Homeostasis. Nature has a way of correcting itself, resetting the scales and maintaining a kind of chaotic order. Tumbling, turning, Halloween, shifting, and inversion–this season is all about seeing the same old things in the cold grey light of dawn.
Or maybe it’s really just seeing things as they really are (for the first time?). To live in a post-Edgington world is to live in a world that is constantly under surveillance. We work ourselves into a frenzy over issues of privacy and security, not realizing just how hard we have bought into the system. We have, collectively, become Big Brother (something anyone from Gossip Girl could tell you if he or she just thought about it hard enough). Social paranoia is the name of the game as we look for the first thing that’ll confirm our suspicions. We see things, then, not just as they are (to us) but as they have always been–and always will be. We are deaf to protestations, because, after all, that’s exactly what a zombie would say (and we knew it all along, anyway). To live in a post-Edgington world is to live in our world.

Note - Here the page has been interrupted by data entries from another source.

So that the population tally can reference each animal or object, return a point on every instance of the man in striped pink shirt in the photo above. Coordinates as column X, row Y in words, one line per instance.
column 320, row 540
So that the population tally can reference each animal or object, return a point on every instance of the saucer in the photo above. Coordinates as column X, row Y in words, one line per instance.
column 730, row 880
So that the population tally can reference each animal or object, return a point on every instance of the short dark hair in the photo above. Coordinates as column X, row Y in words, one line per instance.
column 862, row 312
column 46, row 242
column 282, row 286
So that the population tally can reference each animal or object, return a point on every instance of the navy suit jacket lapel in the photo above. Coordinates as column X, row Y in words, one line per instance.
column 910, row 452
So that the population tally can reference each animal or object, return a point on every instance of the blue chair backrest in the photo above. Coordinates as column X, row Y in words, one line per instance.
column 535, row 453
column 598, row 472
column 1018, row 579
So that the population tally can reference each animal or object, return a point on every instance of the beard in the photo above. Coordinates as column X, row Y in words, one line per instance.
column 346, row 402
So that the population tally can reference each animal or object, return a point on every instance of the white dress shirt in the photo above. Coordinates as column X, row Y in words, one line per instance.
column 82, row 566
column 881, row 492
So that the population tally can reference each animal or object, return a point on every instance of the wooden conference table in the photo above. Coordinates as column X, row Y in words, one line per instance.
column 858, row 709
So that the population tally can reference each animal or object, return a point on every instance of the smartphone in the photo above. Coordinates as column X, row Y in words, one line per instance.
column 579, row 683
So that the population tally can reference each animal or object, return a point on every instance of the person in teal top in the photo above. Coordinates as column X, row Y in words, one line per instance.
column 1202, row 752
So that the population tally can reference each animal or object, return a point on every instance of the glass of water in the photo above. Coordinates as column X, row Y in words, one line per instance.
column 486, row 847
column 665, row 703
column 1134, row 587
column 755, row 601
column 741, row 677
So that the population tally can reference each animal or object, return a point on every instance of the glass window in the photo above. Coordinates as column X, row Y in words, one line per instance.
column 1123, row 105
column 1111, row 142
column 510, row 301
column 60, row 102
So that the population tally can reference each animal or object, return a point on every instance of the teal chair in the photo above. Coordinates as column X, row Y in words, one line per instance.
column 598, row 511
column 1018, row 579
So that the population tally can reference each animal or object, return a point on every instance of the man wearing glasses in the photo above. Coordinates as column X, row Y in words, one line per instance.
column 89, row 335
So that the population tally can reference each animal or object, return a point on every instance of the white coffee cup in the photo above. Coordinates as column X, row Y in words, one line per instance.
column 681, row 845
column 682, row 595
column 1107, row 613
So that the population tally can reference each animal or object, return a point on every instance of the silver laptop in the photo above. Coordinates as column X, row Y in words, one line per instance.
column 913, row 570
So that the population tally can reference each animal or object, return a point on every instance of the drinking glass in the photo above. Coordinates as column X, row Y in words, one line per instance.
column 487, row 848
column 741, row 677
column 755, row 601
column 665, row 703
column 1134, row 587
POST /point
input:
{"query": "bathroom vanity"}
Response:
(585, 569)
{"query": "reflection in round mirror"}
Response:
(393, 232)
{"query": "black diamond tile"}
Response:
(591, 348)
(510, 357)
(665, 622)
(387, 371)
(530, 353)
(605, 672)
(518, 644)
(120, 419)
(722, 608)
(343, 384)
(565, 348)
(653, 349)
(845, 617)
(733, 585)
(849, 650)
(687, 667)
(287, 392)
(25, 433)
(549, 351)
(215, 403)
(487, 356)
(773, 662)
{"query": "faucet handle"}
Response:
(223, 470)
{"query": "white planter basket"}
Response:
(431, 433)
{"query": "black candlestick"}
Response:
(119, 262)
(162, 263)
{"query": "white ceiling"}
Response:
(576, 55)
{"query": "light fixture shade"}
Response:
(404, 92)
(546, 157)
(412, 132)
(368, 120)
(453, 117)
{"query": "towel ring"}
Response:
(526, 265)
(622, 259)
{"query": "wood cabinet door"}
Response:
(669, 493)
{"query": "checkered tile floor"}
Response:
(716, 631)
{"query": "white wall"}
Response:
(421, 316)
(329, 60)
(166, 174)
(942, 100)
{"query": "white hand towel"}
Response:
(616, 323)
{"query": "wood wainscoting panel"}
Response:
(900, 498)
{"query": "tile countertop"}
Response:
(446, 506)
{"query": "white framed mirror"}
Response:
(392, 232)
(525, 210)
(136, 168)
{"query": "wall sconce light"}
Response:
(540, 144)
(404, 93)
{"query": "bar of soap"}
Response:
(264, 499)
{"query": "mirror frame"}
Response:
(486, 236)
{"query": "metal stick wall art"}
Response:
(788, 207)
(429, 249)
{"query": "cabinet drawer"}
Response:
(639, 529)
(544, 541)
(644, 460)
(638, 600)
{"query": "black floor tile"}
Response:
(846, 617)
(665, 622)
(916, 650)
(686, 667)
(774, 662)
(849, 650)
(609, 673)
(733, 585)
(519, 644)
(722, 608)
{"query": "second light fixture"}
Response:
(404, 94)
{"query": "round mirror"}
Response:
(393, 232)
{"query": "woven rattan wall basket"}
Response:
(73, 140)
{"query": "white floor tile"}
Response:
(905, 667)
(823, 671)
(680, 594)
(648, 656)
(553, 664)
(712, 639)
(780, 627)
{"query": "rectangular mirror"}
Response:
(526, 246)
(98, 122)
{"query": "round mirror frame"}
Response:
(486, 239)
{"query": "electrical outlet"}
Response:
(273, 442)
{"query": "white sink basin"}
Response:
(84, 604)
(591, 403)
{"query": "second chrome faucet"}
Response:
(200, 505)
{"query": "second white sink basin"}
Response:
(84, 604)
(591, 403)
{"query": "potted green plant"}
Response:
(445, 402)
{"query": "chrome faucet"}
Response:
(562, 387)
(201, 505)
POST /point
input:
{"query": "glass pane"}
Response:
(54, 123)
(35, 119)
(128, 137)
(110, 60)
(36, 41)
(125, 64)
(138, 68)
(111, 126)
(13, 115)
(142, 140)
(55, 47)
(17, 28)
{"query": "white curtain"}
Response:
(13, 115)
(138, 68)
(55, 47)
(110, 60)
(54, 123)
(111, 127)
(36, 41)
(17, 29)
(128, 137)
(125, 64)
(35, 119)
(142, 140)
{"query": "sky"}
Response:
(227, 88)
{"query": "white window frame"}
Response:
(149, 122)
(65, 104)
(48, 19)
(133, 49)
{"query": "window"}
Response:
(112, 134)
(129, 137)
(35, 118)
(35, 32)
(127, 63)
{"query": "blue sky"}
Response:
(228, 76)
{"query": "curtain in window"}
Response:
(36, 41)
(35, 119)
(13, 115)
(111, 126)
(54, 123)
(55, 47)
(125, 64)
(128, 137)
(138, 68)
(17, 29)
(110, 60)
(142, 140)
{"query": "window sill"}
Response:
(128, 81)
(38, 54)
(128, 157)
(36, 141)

Or maybe it’s seeing the evident truths of others long before they do? Our gaze, focused at a distance, loses perspective on who and what is in front of us. We struggle to see what we’ve already lost. Older, wiser, we see the long view and just how far away we are from where we want to go.
Or maybe it’s seeing the truths that are all too evident to us. Driven by the spirit of Mab, we fixate on revenge, redemption, absolution, forgiveness, or our maker. We cling, we claw, and we scrape by because, for us, there’s only one way out, one way forward, one way through.
Sight. Seeing. Being seen. It’s what a part of this season is all about.
In different ways, we deal with the fracture of our selves, forgetting that we, as creatures of Nature, will also be set right by the cold grey light of dawn.
As children, we are taught that we can be anything we want to be, whether it be a President, an astronaut, or a firefighter. We can become, it seems, anything–as long as that thing is not ourselves.
We become the thing we hate because the thing we love is too much to bear; it’s too raw and too real, too fragile to survive. Defeated, we strive to be our worst, confident that, if nothing else, we can be that. Despite our best intentions, we become the person that we swore we’d never be, finding out that everything is just a matter of perspective once it’s too late. In order to protect the parts of ourselves we hold most sacred, we offer up our best parts of ourselves; in order to become who we want to be, we give up who we are.
We become the thing we love because the thing we hate is too much to bear; cobbled together with spent wishes and worn-out prayers, we cling to the thing we hope to be because it beats the hell out of who we really are. We focus on who we can be–who we could be–or who we were because who we are is too much and never enough. A shine, a sheen, a glamour–one day we’ll forget that we’ve slipped into another skin and it’ll all be for real.